Secondary Outcome Measures :
- Incidence of RSV Hospitalization RT PCR-confirmed RSV [ Time Frame: Day 1 to Day 151 ]To assess the efficacy of nirsevimab in reducing hospitalizations due to protocol-defined LRTI caused by RT-PCR-confirmed RSV, compared to placebo
- Safety and tolerability [ Time Frame: Day 1 to Day 361 ]
Safety and tolerability of Nirsevimab as assessed by the occurrence of all treatment emergent adverse events (TEAEs) and treatment emergent serious adverse events (TESAE) Safety of Nirsevimab will primarily be assessed and measured by the occurrence of all treatment-emergent AEs and SAEs.

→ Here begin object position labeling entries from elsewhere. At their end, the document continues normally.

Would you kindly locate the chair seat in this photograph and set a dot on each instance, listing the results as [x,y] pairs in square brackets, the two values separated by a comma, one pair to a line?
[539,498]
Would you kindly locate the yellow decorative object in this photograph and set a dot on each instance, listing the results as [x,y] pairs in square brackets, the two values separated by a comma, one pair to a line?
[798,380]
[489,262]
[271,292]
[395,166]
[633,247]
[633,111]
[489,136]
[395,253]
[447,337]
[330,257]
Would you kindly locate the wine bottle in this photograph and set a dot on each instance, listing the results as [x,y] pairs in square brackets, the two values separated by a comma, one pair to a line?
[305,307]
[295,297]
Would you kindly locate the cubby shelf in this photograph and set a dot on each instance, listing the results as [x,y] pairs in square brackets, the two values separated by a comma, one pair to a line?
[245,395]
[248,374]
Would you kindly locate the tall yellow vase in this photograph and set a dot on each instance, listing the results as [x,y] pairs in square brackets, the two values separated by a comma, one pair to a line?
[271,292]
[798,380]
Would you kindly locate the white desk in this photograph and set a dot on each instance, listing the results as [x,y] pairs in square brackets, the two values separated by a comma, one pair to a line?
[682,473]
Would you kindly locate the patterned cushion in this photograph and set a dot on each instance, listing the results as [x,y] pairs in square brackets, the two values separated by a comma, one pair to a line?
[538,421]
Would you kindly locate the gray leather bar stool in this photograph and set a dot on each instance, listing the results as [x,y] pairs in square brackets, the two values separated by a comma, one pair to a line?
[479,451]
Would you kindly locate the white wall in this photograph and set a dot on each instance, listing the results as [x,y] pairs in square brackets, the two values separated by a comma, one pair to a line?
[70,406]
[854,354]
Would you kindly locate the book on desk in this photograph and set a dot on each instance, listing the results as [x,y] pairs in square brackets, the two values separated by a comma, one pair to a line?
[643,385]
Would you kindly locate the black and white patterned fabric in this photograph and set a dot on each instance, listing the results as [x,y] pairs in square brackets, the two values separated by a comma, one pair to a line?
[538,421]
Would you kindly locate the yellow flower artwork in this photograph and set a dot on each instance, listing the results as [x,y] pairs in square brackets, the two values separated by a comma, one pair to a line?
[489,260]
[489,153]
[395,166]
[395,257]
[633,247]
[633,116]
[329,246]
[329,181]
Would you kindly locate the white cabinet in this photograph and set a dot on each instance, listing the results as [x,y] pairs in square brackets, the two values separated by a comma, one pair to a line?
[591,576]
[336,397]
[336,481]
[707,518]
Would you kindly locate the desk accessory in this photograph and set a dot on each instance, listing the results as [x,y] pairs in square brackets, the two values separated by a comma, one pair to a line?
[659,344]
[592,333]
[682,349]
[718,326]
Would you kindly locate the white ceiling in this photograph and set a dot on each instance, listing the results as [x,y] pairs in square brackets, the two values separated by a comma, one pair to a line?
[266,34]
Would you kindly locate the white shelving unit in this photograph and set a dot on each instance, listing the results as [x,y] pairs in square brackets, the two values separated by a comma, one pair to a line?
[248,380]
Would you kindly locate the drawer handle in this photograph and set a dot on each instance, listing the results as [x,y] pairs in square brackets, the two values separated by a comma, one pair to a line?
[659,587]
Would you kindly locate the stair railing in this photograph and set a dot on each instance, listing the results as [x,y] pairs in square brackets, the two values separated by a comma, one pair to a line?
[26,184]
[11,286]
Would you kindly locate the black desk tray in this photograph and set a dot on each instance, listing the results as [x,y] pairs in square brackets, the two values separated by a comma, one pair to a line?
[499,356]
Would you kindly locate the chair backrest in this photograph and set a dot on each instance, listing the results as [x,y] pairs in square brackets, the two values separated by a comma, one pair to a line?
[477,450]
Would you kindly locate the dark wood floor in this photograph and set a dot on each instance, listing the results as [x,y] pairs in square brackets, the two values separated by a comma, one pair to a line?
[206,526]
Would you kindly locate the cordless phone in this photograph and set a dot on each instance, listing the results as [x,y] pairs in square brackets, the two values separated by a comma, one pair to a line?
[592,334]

Other safety assessments will include the occurrence of Adverse Event of Special Interest (AESIs) and New Onset Chronic Diseases (NOCDs).
- Summary of nirsevimab serum concentrations [ Time Frame: Day 1, Day 15, Day 151 & Day 361 ]To evaluate serum concentrations of nirsevimab.
- Incidence of ADA to nirsevimab in serum [ Time Frame: Day 1, Day 151 & Day 361 ]To evaluate ADA responses to nirsevimab in serum.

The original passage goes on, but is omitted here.